Are you all set to apply for an online personal loan?
Do you also don’t want the higher personal loan interest rates to affect your monthly outlays?
If yes, it would be prudent to know some factors that can affect it.
Go through this post and know more!
1. Cibil score
If you have a higher cibil score, then you can get a lower interest rate on personal loan. In turn, it can help you pay reduced EMIs. Having a lower credit score means managing higher personal loan interest rates. It means you will need to pay higher EMIs.
2. Your income
The higher your income is, the more confident will be your lender to sanction the loan at a lower rate. The lower is your salary; the higher will be the personal loan interest rates. It is because lenders may not be confident if you can repay timely EMIs.

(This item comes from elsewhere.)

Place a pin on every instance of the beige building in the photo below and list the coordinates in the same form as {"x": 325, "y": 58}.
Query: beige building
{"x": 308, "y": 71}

3. Working for a reputed employer
If you are working for a known employer, then your lender will offer a personal loan at a lower rate. It is because they will be confident that you will get timely Salaries and pay EMIs on time as well.
4. Existing customers
You can enjoy lower personal loan interest rates if you are an existing customer of a lender. The lender, in this case, will be aware of your repayment record. Hence, it may provide you with an affordable rate as it may not want to lose you.
5. Defaults
Do you have instances of defaults in your credit report? If yes, then a lender may charge higher personal loan interest rates. It may even reject your loan application. It would be good to have a repayment history of no defaults in the last 12 months.
You can assess your profile and check out where you sit. It will help you know if you will end up getting higher or lower personal loan interest rates.